San Diego’s bioscience industry, while large collectively, is made up of relatively small businesses where intellectual property often is the sole reason for a firm’s existence. Losing the ability to turn to an injunction to immediately stop a larger firm for using a discovery is a serious issue.

“There was great concern mainly from pharmaceutical and life science interests about the limitations on injunctive relief,” Doyle says. That’s because businesses with heavy IP investments want to be able to use their patents as a weapon against major manufacturers. Taking away injunctive relief would have benefited larger manufacturers by taking away the threat of an injunction. “There’s a widespread belief that removing injunctive relief would have undermined the value of patents,” Doyle says.

Eliminating injunctive relief was a major and controversial plank in the original legislation. Its removal would make a patent reform package much easier to pass, so look for injunctive remedies to stay.

Verdicts Via Venue

It is no secret that juries in federal jurisdictions known as litigation hot spots are extremely friendly to lawsuits by plaintiffs against business interests. So it’s not surprising that thousands of lawsuits are filed each year in plaintiff-friendly locales such as the eastern district of Texas. It’s fairly easy to access the courts, so an aspirin manufacturer headquartered in Delaware, for example, can be sued in Texarkana by someone who happened to swallow a defendant’s aspirin there.

“The amended bill encourages discretion by district courts in handling venue transfer motions,” says Doyle. “You can still file wherever you want, but there’s a greater likelihood that the case will be moved to a more logical place. The judge can transfer the case to the home district of one of the parties, for example.”

How Willful Was It?





Mitchell Brook, a partner at Luce Forward Hamilton & Scripps, says competing interests are carrying out heavy lobbying efforts on the Patent Reform Act of 2005. (photo/alandeckerphoto.com)

The bill also contains a change in the standard for finding a party guilty of “willful infringement,” a trigger phrase that can spell major damages. “You can’t be found guilty of willful infringement for acts that happened before the patent owner gave (the defendant) specific notice of the patent,” says Don Martens, a patent expert at Knobbe Martens Olson & Bear. “It used to be you could be sued for willful infringement if you were merely aware of the patent, so engineers stopped reading patents.”
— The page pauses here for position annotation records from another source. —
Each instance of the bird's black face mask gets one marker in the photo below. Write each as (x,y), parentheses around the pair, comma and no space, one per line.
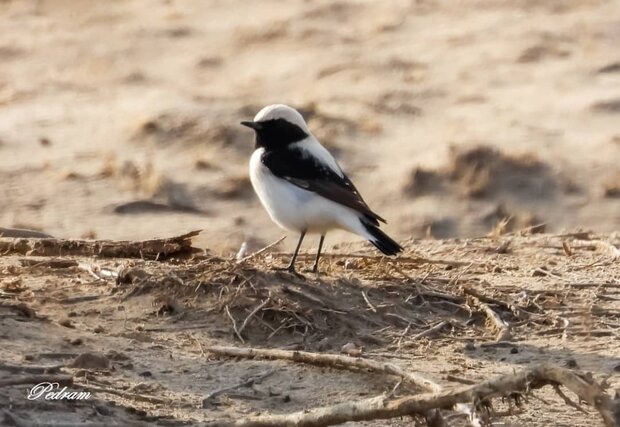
(276,134)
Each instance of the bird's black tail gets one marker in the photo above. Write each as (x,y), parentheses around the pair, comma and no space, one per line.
(382,241)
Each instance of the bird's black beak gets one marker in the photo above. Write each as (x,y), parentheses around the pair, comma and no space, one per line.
(252,125)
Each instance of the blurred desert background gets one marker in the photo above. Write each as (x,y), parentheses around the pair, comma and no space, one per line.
(119,119)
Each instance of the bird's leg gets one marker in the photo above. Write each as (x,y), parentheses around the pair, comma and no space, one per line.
(291,266)
(315,269)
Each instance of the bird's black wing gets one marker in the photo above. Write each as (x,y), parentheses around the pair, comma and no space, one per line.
(309,173)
Finally, the bill curtails the amount of opposition to a patent once it has been granted. A certain amount of post opposition action has been accepted in the system on the grounds that the opposition can validate the claim with “prior art” not considered by the Patent Office. Under the amended bill, post grant opposition would be limited to nine months from the issuance of the patent. This is another instance in which U.S. practice is moving to an international standard; Europe’s patent system also places limits on post grant opposition.

It is tempting to think of patents as trophies for intellectual achievement, but they are often used as weapons and bargaining chips. The resulting legislation will attempt to wring excessive litigation from the patent system while retaining the legal significance that make patents treasured properties.

Brook says Congress may still work to find the balance. “The legislation is directed toward litigation abuse and so the question is, what are we going to do to address this problem and still keep the right of people to go to court to protect their patents?”

So far, we are going to reward early filers, keep injunctive relief and make it harder to shop for friendly juries in Texarkana.